Security Checklist for AI-Generated Apps: Auth, RBAC, Payments
Whether you're shipping a survey app builder AI, a dashboard builder AI, or standing up a CI/CD setup for AI-generated projects, security must be designed in, not bolted on. Use this opinionated checklist to reduce breach blast radius while keeping iteration speed high.
Authentication
- Enforce SSO via OIDC/SAML; require WebAuthn for admins and support accounts.
- Use short-lived JWTs with audience checks; store refresh tokens in httpOnly, sameSite=strict cookies.
- Enable adaptive MFA on risky signals (new device, TOR, geo-velocity).
- Protect logins with rate limits and bot detection; block credential stuffing via breached password checks.
- For service-to-service calls, require mTLS or workload identity; avoid long-lived API keys.
- Implement user-consented "support impersonation" with automatic audit trails and time boxing.
RBAC and Data Boundaries
- Model roles explicitly: owner, builder, reviewer, respondent, finance; deny by default.
- Scope data access by tenant and project; use row-level security for per-survey isolation.
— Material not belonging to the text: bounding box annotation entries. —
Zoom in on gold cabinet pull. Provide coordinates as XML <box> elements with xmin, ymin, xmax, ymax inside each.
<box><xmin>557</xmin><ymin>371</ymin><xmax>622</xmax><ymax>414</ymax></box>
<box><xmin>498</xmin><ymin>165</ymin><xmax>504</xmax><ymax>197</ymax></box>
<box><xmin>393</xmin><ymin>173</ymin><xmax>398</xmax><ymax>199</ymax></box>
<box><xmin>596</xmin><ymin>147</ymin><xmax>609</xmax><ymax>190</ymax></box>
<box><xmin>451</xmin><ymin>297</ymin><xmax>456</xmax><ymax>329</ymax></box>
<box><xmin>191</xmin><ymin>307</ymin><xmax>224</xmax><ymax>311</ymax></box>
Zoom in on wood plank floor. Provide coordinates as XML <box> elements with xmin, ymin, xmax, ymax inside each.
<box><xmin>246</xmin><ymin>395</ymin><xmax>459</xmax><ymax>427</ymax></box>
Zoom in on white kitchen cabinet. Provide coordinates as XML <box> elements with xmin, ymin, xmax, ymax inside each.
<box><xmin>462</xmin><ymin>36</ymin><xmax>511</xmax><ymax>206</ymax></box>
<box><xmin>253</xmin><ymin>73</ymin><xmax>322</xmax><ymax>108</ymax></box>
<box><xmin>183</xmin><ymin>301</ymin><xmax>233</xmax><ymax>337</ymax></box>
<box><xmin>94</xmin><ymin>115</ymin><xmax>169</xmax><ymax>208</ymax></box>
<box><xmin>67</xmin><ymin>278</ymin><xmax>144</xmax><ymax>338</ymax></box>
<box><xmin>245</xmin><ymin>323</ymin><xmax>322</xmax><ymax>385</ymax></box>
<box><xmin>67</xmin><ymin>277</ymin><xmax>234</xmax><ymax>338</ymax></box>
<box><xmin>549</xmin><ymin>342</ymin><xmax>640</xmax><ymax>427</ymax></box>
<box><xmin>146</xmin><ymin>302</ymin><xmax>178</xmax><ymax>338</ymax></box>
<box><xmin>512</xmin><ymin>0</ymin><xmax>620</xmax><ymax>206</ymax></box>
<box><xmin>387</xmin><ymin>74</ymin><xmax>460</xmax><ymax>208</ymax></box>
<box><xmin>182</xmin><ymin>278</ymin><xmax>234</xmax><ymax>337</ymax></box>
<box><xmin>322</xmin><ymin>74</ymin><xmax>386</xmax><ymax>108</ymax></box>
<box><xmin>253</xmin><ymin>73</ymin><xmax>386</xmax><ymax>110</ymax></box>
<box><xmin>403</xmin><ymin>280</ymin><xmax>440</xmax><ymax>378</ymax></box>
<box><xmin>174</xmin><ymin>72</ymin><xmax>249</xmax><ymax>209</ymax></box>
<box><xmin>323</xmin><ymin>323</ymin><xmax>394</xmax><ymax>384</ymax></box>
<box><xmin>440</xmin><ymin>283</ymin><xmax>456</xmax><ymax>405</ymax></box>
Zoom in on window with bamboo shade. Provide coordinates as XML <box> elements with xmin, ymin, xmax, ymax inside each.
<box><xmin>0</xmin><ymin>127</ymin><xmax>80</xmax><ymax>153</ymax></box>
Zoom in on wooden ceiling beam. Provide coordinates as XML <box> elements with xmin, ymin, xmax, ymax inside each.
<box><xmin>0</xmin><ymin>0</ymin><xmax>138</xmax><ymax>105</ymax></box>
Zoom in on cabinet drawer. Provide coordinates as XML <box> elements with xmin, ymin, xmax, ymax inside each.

- Pass only minimal attributes to prompts; redact PII before model calls and rehydrate post-response.
- Sandbox LLM tools; maintain allowlists for connectors, SQL schemas, and file types.
- Validate AI-generated SQL against a policy engine; block full table scans and write operations.
- Generate signed, expiring share links; disable public indexes for private dashboards.
Payments and Entitlements
- Tokenize cards with a PCI-compliant gateway; never store PANs.
- Use idempotency keys on charge and subscription endpoints; verify webhook signatures and replay windows.
- Gate features via server-side entitlements, not client flags (e.g., export, premium models).
- Run 3DS or SCA where required; add velocity checks and BIN risk scoring for fraud.
- Reconcile invoices to events; lock resource quotas to plan changes in real time.
CI/CD and Runtime Guardrails
- Harden a CI/CD setup for AI-generated projects: signed builds (Sigstore), SBOMs, and dependency pinning.
- Scan prompts, code, and configs for secrets; block on policy violations.
- Version datasets, prompts, and model IDs; record lineage for rollbacks and audits.
- Use runtime egress proxies to restrict LLM endpoints and redact sensitive fields.
- Apply WAF, RASP, and per-tenant rate limits; enable CSP and strict transport security.
Monitoring, Privacy, and Response
- Log every privilege change and AI action with actor, input hash, and output size.
- Alert on abnormal token spend, query patterns, or data export bursts.
- Offer data retention controls; support DP or k-anonymity for survey analytics.
- Practice incident drills: rotate keys, revoke sessions, and communicate within SLAs.
Before launch, run threat modeling per feature, ship secure defaults, and test abuse cases with red-team prompts. For a survey app builder AI or a dashboard builder AI, create tenant seed data in staging, then destroy it automatically. Finally, codify this checklist in your CI/CD setup for AI-generated projects so every commit revalidates auth, RBAC, payments, and observability. Backups, keys, and tokens rotated regularly.